Wednesday, March 17, 2010

The Biz of Baseball: Stop looking at service time for arbitration comparisons

The Biz of Baseball has a lesson in comparing arbitration-eligible players: Service time comparisons are useless. And writer Joe Tetreault uses Hunter Pence as a comparison:

A multi-year deal for Hunter Pence is absolutely the prudent course of action. But...Pence's starting point is significantly higher than that of either Denard Span or Arizona's Mark Reynolds who just signed a long term contract as well.

Because neither would be arbitration eligible until after the season Span and Reynolds are more comparable...

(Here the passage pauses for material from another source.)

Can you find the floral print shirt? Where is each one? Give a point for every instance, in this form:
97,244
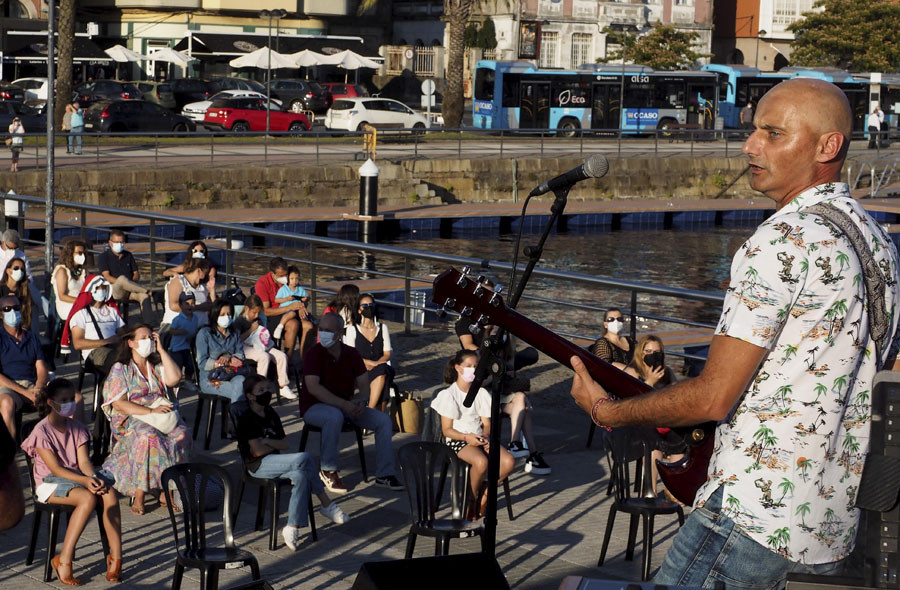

...Constructing a reasonable contract for Pence needs to be based on his service time, his performance and comparable players. Luckily, we can project Pence’s progression with a similar player who is one year ahead of Pence in the arbitration process. The Dodgers Andre Ethier provides a near ideal roadmap for what lies ahead.


(Ed. Note: Ethier-as-roadmap was something we examined on January 15)

...Using Ethier as a guide, if Pence maintains his current rate of production, he should expect no less than $6.5 million in 2011 (Ethier is getting $6 million next season and Pence has a higher starting point) and better than $10 million in 2012 (Ethier is getting $9.25 million). To buy out the balance of his arbitration eligibility will likely cost Houston close to $30 million over three seasons on top of the $3.5 Pence will earn this year.

So chalk this up to "Maybe Ed Wade Knows What He's Doing."